Gli elementi da considerare
È evidente che più crescono le esigenze di business (in termini di performance e qualità del servizio ma anche sul piano della sicurezza e della governance) più diventa complesso poter connettere al proprio data center servizi di cloud pubblico. Come abbiamo visto, le opzioni sono differenti e ciascuna racchiude in sé differenti livelli di complessità (al crescere dei quali crescono anche gli investimenti necessari per adeguare le proprie infrastrutture data center); secondo Kindness e Staten non esiste una via migliore di un’altra, tutto dipende da ciò che un’azienda vuole raggiungere nonché da come sono configurate le proprie infrastrutture interne.

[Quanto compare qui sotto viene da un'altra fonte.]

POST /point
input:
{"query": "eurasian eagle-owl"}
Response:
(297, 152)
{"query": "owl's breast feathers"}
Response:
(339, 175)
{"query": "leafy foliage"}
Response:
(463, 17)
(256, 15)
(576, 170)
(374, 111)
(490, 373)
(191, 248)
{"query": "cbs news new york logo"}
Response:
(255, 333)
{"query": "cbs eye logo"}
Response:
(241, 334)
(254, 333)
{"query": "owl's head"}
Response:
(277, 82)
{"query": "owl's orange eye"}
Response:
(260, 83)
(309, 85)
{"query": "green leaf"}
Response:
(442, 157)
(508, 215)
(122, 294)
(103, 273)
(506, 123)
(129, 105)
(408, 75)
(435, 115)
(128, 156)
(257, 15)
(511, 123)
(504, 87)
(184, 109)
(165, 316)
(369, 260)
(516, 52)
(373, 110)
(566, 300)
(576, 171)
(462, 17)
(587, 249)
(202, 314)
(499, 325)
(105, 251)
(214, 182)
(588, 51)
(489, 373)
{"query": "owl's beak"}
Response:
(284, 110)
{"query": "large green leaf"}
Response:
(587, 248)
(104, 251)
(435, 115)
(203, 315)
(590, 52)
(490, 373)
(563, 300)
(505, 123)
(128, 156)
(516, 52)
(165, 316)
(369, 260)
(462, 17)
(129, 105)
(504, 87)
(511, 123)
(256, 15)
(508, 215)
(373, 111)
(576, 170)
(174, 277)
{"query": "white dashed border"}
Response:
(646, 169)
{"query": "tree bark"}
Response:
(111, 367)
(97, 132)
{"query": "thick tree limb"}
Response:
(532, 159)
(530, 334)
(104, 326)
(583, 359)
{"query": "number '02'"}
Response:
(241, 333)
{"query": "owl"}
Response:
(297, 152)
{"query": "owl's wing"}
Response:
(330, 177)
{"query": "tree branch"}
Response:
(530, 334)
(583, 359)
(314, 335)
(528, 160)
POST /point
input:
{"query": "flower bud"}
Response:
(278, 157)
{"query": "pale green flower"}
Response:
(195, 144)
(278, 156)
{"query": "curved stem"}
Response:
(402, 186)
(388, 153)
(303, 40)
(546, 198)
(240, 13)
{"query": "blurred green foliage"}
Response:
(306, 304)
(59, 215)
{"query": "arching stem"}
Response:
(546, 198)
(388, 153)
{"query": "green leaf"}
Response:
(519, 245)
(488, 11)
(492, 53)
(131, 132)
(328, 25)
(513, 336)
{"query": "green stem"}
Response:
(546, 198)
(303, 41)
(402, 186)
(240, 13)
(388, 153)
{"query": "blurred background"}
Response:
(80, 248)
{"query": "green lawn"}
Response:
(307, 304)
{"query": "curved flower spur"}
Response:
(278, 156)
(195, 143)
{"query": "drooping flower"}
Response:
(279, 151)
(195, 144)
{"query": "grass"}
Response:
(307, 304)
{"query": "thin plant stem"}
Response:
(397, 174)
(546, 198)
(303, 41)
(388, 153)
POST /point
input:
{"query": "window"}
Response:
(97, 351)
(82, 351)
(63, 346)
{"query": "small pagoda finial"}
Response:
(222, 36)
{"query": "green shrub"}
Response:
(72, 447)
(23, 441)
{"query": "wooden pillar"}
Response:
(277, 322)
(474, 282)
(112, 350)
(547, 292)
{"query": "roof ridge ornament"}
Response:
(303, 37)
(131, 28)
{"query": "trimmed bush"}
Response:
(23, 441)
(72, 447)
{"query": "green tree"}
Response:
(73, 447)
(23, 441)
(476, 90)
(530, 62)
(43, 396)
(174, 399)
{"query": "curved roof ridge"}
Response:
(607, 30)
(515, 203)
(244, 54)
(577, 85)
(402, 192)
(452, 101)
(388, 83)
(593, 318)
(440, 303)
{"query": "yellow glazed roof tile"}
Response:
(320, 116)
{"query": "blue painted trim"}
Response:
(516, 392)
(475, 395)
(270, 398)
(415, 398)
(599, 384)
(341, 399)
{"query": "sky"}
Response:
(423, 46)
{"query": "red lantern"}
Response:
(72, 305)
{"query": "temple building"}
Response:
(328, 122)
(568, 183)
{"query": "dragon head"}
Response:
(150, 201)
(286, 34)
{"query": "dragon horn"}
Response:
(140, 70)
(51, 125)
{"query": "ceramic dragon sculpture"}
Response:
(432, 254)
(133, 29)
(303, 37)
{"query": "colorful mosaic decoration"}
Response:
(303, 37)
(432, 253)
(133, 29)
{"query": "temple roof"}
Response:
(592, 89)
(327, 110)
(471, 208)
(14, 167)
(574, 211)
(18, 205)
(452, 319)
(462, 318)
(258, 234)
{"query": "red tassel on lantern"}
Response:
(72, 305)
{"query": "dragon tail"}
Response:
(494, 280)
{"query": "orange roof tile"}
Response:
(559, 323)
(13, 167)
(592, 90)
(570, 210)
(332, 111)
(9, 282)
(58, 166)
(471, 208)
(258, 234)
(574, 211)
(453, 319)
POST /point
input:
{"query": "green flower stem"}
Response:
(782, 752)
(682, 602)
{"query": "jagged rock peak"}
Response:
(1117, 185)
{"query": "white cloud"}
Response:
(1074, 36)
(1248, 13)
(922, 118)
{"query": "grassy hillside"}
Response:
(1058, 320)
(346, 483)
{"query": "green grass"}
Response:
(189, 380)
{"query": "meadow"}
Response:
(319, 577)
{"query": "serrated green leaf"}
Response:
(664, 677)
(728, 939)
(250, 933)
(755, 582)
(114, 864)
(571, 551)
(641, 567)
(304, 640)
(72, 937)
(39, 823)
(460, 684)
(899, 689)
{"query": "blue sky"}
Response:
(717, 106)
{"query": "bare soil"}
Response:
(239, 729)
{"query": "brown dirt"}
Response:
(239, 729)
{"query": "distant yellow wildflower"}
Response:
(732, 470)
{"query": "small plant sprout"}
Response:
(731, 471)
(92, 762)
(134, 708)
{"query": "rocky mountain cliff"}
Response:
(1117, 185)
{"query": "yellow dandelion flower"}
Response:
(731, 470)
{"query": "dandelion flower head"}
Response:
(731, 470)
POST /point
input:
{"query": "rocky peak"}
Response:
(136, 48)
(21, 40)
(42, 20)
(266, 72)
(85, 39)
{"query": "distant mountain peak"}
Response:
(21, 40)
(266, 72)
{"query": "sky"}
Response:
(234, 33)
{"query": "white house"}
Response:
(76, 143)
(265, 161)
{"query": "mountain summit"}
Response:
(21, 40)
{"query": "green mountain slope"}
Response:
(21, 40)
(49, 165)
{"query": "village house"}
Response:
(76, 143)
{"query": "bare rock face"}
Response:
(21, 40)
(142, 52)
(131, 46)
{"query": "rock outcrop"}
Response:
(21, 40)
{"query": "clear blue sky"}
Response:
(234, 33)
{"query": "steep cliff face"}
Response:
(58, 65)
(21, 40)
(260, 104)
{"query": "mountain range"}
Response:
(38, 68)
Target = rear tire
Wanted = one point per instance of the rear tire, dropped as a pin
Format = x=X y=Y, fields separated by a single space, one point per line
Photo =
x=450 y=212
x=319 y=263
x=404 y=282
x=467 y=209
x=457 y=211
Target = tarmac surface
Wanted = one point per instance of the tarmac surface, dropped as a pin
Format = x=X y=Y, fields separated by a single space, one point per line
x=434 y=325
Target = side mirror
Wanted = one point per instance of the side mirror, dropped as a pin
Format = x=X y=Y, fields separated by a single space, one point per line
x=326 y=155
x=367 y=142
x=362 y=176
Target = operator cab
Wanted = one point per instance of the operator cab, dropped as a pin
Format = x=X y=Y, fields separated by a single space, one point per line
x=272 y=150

In linea di massima, però, andrebbero sempre presi in considerazione alcuni elementi quali:
- application design e requirement: il design delle architetture e dei servizi applicativi deve rappresentare uno degli elementi primari da prendere in considerazione nella scelta del modello cloud e, di conseguenza, dell’infrastruttura di connettività; se il modello ‘a tendere’ del proprio data center è di tipo ibrido, è evidente che le architetture applicative saranno sempre più caratterizzate da ‘risorse complesse’ composte da servizi cloud-nativi, servizi on-premise e ‘nuovo codice’ che integra le varie componenti dell’applicazione; le risorse infrastrutturali devono essere ‘calibrate’ per sostenere in modo efficace tale modello, in particolar modo il livello del networking;
- la location specifica della connettività: in un hybrid enterprise data center la località dove risiedono le risorse non è così banale; può sembrare un controsenso ma se il data center si trova in un’area geografica non adeguatamente ‘servita’ dal punto di vista dell’infrastruttura di connettività, l’accesso e la distribuzione delle risorse diventa particolarmente critica (magari attuabile anche senza ‘fibra ottica’ ma con costi di realizzazione e gestione che potrebbero addirittura vanificare i benefici del modello cloud);
- l’esperienza utente: è uno degli elementi oggi più critici in assoluto; il modello cloud funziona se l’utente è in grado di accedere ed utilizzare le risorse in modo rapido e semplice, altrimenti tutti gli sforzi di adozione e integrazione saranno vanificati;
- il numero dei data center coinvolti: come abbiamo già accennato, quanti più sono i data center aziendali che necessitano di accedere alle risorse public cloud (sia essa anche una sola piattaforma) tanto più crescono e diventano complesse le architetture da far evolvere, governare e integrare;
- il ‘mix’ dei cloud provider: se è vero che il cloud risolve tutti i problemi legati al cosiddetto ‘vendor lock-in’, di fatto, il modello hybrid cloud implica una certa complessità laddove un’azienda adotta un ‘mix’ di cloud provider, magari con accessi ai servizi gestiti anche attraverso scelta di networking differenti; lo scenario di per sé non è né errato né inefficace, semplicemente, sottolineano i due analisti, eleva parecchio i livelli di complessità dei sistemi.